The return of coal-fired power plants is hitting the ESG rating of European companies
Companies forced by cost pressures or national policy to use the fuel can find other ways to reduce their carbon footprint
George Velev
European companies turning to coal as an alternative to Russian gas face hits to their environmental, social and governance ratings. And that makes them struggle to impress investors, who still look primarily at how sustainable and environmentally focused their investments are.
Despite the energy crisis following sanctions against Russia, major European investors say they will not weaken their investment principles to achieve a carbon-free economy by 2050 or sooner. Investors are increasingly using ESG ratings developed by companies such as MSCI or Sustainalytics to assess the merits of companies. Burning coal, which emits more carbon dioxide than alternatives such as oil and gas, gives companies a black spot, the Reuters agency recalls.
European countries, including Germany and Italy, are nevertheless considering a return to coal because of the crisis in Ukraine, which has cut off Russian gas flows. Some companies, such as German specialty chemicals maker Lanxess, have also said they may start using more coal.
Companies forced by cost pressures or national policy to use the fuel could catch up by finding other ways to improve their environmental credentials or by focusing on the S and G in ESG, added industry sources (Environmental, Social and Governance – environmental, social and corporate governance, note ed.).
"When your emissions go up, other things being equal, you have more trouble from a ratings perspective," explains Sylvain Vanston, executive director, climate change investment research at MSCI. "If you come up with a fantastic new environmental focus, then that can make up for it."
But so far, few companies have been able to find a universal cure to counteract the use of the highly polluting fuel. Lanxess, which has previously acknowledged the hit to its carbon footprint, declined to comment on the potential impact on its ESG rating from burning more coal.
However, they pointed out that if they took themselves out of the market, it could mean plant closures and job losses, potentially affecting the "social" aspect of their business. There are other options for companies looking to maintain their ratings. David McNeil, head of climate risk at Sustainable Fitch, said the agency looks at a company's broad ESG impact when rating it. "If an energy company issues a green bond, that's something we'll look at as well," he says.
Some companies, such as the Italian utility company Enel, have issued bonds related to sustainable development and their overall performance in this direction.
But sustainability-related bonds and green bonds, which finance specific environmental projects, have underperformed in recent months as the prospect of higher interest rates and a possible recession hit corporate debt markets broadly.
Germany's biggest power producer RWE, whose chief executive said last month that Germany should save gas in its power sector by replacing it with coal, has already issued green bonds. A spokesman for the group said RWE was still focused on expanding the use of renewables and hydrogen with a view to further accelerating the phase-out of coal - a strategy that its investors had given "broad approval".

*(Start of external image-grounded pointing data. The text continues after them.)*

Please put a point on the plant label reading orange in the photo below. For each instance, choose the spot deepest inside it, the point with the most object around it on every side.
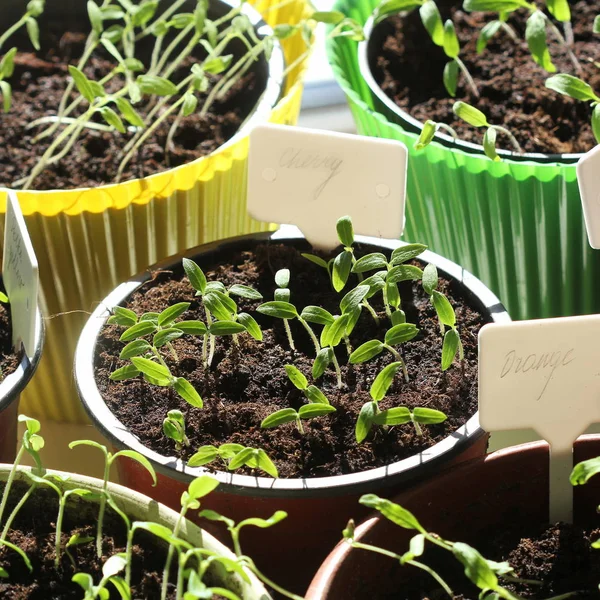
(312, 178)
(20, 274)
(543, 375)
(588, 178)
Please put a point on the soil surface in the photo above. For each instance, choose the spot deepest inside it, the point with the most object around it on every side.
(248, 382)
(9, 361)
(34, 532)
(409, 69)
(558, 556)
(38, 84)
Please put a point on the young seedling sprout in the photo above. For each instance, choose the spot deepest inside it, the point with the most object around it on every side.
(574, 87)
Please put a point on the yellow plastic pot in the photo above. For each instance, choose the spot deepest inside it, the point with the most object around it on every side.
(89, 240)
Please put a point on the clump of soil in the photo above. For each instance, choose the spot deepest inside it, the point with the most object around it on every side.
(409, 67)
(38, 84)
(248, 382)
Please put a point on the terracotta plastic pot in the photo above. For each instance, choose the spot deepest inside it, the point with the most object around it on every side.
(509, 485)
(11, 388)
(318, 508)
(517, 224)
(141, 508)
(88, 240)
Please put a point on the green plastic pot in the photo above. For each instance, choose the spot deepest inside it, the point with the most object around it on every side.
(517, 224)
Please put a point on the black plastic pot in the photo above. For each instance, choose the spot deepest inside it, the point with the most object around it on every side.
(318, 508)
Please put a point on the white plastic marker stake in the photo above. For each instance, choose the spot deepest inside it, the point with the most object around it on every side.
(311, 178)
(20, 275)
(588, 178)
(543, 375)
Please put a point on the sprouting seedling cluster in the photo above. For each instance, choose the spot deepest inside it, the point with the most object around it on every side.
(442, 34)
(195, 566)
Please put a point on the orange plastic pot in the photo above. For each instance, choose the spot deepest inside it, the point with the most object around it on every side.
(510, 485)
(10, 391)
(317, 508)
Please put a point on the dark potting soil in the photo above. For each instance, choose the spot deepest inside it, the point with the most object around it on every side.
(409, 68)
(559, 557)
(34, 532)
(247, 383)
(38, 84)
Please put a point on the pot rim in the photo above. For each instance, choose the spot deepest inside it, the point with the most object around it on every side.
(406, 469)
(14, 383)
(444, 139)
(259, 114)
(135, 503)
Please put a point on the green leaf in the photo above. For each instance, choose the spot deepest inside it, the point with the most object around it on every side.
(428, 416)
(470, 114)
(584, 470)
(559, 9)
(151, 368)
(398, 334)
(314, 394)
(165, 336)
(250, 325)
(138, 330)
(451, 43)
(450, 77)
(343, 226)
(341, 270)
(322, 361)
(476, 567)
(535, 34)
(191, 327)
(296, 377)
(430, 278)
(364, 421)
(279, 310)
(353, 299)
(393, 416)
(316, 314)
(245, 291)
(203, 456)
(404, 273)
(154, 85)
(195, 275)
(226, 328)
(332, 17)
(366, 351)
(392, 511)
(571, 86)
(167, 316)
(129, 113)
(135, 348)
(81, 83)
(449, 348)
(317, 409)
(432, 21)
(126, 372)
(488, 31)
(280, 417)
(384, 380)
(370, 262)
(187, 391)
(317, 260)
(444, 309)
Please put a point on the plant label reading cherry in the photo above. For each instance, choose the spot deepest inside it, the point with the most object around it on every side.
(309, 178)
(543, 375)
(588, 178)
(20, 274)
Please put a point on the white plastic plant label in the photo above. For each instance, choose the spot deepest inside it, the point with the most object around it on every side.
(588, 178)
(543, 375)
(311, 178)
(20, 274)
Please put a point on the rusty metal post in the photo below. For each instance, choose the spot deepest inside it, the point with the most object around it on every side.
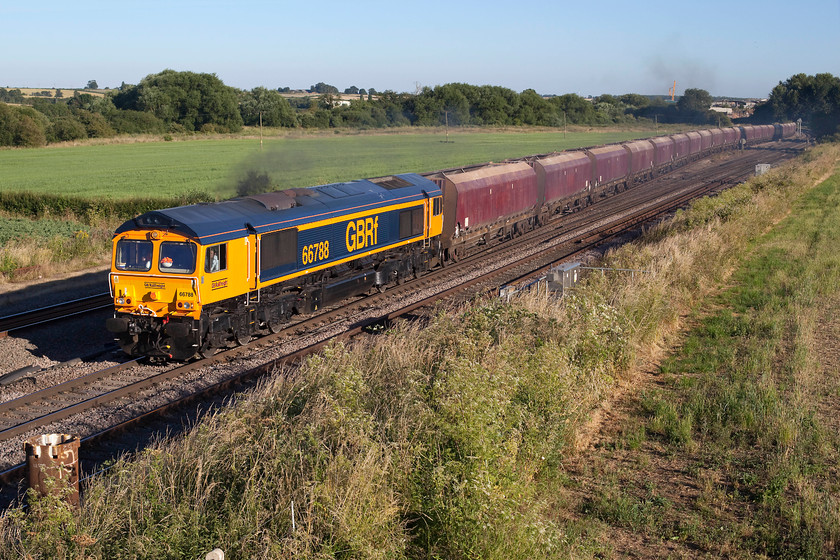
(54, 456)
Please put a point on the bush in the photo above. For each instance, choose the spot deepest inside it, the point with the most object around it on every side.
(63, 129)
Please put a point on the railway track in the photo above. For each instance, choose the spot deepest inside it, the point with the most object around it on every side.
(54, 312)
(511, 262)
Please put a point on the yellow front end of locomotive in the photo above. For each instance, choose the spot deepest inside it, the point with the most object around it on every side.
(153, 274)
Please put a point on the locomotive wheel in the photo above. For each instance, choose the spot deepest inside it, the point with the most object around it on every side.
(206, 351)
(240, 338)
(274, 325)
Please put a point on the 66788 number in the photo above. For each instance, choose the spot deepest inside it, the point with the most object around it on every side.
(315, 252)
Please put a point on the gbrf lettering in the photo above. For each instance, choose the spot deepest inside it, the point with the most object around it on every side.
(362, 233)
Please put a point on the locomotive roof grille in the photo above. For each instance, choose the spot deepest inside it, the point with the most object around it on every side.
(391, 182)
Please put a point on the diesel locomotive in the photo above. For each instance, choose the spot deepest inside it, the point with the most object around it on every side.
(189, 280)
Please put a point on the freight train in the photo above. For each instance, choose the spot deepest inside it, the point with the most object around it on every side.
(189, 280)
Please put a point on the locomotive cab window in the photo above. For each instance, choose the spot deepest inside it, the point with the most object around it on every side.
(411, 222)
(177, 257)
(133, 254)
(215, 258)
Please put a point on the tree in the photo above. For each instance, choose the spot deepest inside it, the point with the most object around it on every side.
(814, 99)
(634, 100)
(275, 109)
(321, 87)
(188, 99)
(694, 101)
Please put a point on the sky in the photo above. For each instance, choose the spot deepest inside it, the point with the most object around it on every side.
(729, 48)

Other companies, such as Europe's biggest mining giant Aurubis, have also said their aim remains to decarbonise their operations, despite the added short-term complication of bringing coal into the energy mix.
Investors insist they have made such a commitment. AXA Investment Managers, Allianz Global Investors and Zurich Insurance, which between them manage $1.8 trillion in assets, all said they were sticking to their plans to cut coal, despite the war in Ukraine.
"We are not changing our position and we are not changing our policy - we are staying the course," said Linda Freiner, Zurich Group's head of sustainability.
So far, Europe's energy crisis shows little sign of resolution. It remains to be seen how far companies or investors can keep their faith in the importance of long-term ESG principles such as coal shutdowns if the situation worsens.
"Coal raises the question of energy security, which in the short term conflicts with the decarbonisation problem," said Alex Simcox, head of ESG investments at asset management firm Mondrian. "If you're in Germany and Russia cuts off gas, even if you're in the Green Party, you have to accept that expanding coal capacity is a pragmatic response," he says.